君の事好きになっても良いですか?



……噂?

胸が、ずしりと重くなる。


「言わなかったのは……」
「心配させたくなかった。」


正直な気持ちだった。


「何もないことを、わざわざ言って」
「琴音が不安になるのが、嫌で……」


「それ、理央の都合だよね。」


琴音の言葉は、
静かだけど、鋭かった。


「私の気持ち、考えてくれた?」

私……ダメ……こんな事言ったらわがまま
じゃん。
だけど、この感情はヤキモチ・嫉妬から
生まれて自分勝手な事言ってしまった。



俺はその問いに、
すぐ答えられなかった。






─見守る3人(夏奈・晃・遥陽)



カフェの少し奥、観葉植物の影になる席。

俺・夏奈・晃は
飲み物を前に、ほとんど手をつけずにいた。


遥陽
「……空気、重くね?」


声を潜めて呟く。


夏奈
「なんだか……深刻な空気が」
「漂ってるよね。
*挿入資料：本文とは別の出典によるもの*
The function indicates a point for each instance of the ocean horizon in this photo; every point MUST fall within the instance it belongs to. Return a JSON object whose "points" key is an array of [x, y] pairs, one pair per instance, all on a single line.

」



「はぁ……。」



琴音ちゃんと理央の間に、
見えない壁があるのが分かる。

やっぱり、来てよかった……よ。

放っておける雰囲気じゃない。

そして、
無意識に晃の横顔を盗み見る。

晃は、
琴音ちゃんだけを見ていた。

……そうだよね。

胸が、少し痛む。




琴音……。

遠くから聞こえる琴音の声のトーン、
視線の落とし方、全部が“限界に近い”
ことを示している。

このままじゃ……

晃は、いつでも動けるよう、
背筋を伸ばした。


「……私が気にしすぎなのかな」

ぽつりと零れた言葉。

「でも、好きだから」
「理央のこと、信じたいからこそ……」

そこまで言って、
言葉が詰まる。



琴音の視線が、
テーブルの上のコップに落ちたまま動かない。

これは……やばい。

ちゃんと説明しなきゃ。
そう思ってるのに、
焦りばかりが先に立つ。


「噂で聞いたって言われてもさ……」


理央は、思わず語気を強めてしまう。


「もう本当に関係ないんだよ。」
「元カノなんて、正直どうでもいいだろ。」



言った瞬間――
しまった、と思った。


違う、そういう意味じゃ……ないんだ。

自分の中では、
“琴音以外は眼中にない”
その気持ちを伝えたつもりだった。

でも、
言葉は、選び間違えたみたいだ。
ダメだ……今日は裏目に事が進んでしまう。